As the clock ticked to 50, with Grant Hanley receiving treatment on his ankle, “Flower of Scotland” started up in the stands. The crowd had been in place almost an hour before kick-off, ramping up the noise with songs old and new. Songs that seemed to almost exclusively feature choruses, such was the way every note was bellowed. And with the home side twice coming close to an equaliser, here was a moment for those in the stands to do their bit to maintain the pressure. Sure, Scotland were 1-0 down, but it didn’t need to feel like they were 1-0 down.

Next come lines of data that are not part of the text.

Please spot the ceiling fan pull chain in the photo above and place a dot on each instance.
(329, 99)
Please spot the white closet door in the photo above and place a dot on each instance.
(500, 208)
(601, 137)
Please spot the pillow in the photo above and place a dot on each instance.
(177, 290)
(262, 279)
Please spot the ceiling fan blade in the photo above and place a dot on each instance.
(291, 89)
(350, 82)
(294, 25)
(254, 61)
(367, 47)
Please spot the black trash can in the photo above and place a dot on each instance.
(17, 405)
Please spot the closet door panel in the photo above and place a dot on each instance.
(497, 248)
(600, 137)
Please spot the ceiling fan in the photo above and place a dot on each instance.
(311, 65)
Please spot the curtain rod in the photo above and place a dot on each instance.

So as the game resumed, with blue shirts piling forward and white shirts pushed back with the crescendo of noise, another attempt from Hendry was blocked, cannoning back towards the defender’s goal. Given the 80 yards between him and the goal, there seemed no immediate danger. What Hendry, his team-mates, those in the stands and us watching did not realise was that Patrik Schick was going to take 50 of those yards out of the equation with one devastating swish of his left foot.
Official records say no goal has been scored from a greater distance at a major tournament since 1980. The clarity of thought and execution for the first-time shot was remarkable, as were the photographs that captured the distance, elevation, curve and look of anxiety on David Marshall’s face as he set off on an unwinnable race back to his own goal before suffering the ultimate fisherman’s betrayal of being caught in his own net.
But the true gravity and shock of Schick’s goal was captured in the sudden death of an atmosphere that had been 23-years in the making. It was as if someone had stuck the nozzle of a vacuum onto the side of Hampden Park and sucked out the joy in an instant. The jolt from optimism and devastation elicited by the Bayer Leverkusen striker so sharp it would give you emotional whiplash. A goal worthy of ruining any party.
The cynical Scottish fan will tell you they saw this coming. That, of course, such a beautiful moment of ingenuity would come at their expense. The goal of the tournament three days in? From 50 yards? To be repeated until the end of time? Against *us*, you say? Why not.
Glasgow was almost deathly quiet by its usual standards on Sunday night. A surprise given the country has been without men’s international tournament football since 1998. Why not wet the whistle before the big day? After all, Christmas Eve is often a lot more fun than Christmas Day.
Much has been made of the generations of Scots that know nothing of the men’s side’s successes, or even their failures on the stages that required success to get there. And some might say those three seconds the ball was in the air from Schick’s boot was a snapshot of what football at this level brings: the microcosm of hope, expectation and devastation. Because at different points, Schick had too much to do, Marshall was getting there and then, ball and keeper as one in the back of the net. Czech Republic 2-0 up and Scotland down and out with 38 minutes still to play.
That made it worse. Steve Clarke’s men pushed to get back in it, but never truly believed they could. Partly because they were out of ideas as their opponents developed greater control in midfield. But also because they were stung by, technically, the quickest and most efficient counter-attack possible.
It was a peculiar kind of trepidation. Schick’s brilliance seemed to have created an extra layer of fear in Scotland, as if another moment of genius could hit them at any time. They wandered through the rest of the second half with the paranoia that it could happen again. Had the Czech Republic not been satisfied, they could have utilised that angst to grab a third.
The final whistle came and those Scotland fans departed, the silence they left behind a reminder of the brilliance that hurt them so. A meeting with England at Wembley on Friday brings with it its own backstory, while the Czechs stay up here to take on Croatia with a view to sealing their qualification out of Group D. By the time Scotland return to Glasgow, they will likely need to beat Croatia to give themselvesves a sniff of getting through as one of the best third-placed sides.
On Sunday's evidence, it is hard to look that far ahead and see anything but further disappointment. This was a reminder that enthusiasm from the sidelines can only go so far to influencing play on the field. And Schick's wonder strike showed how brittle that can be, too.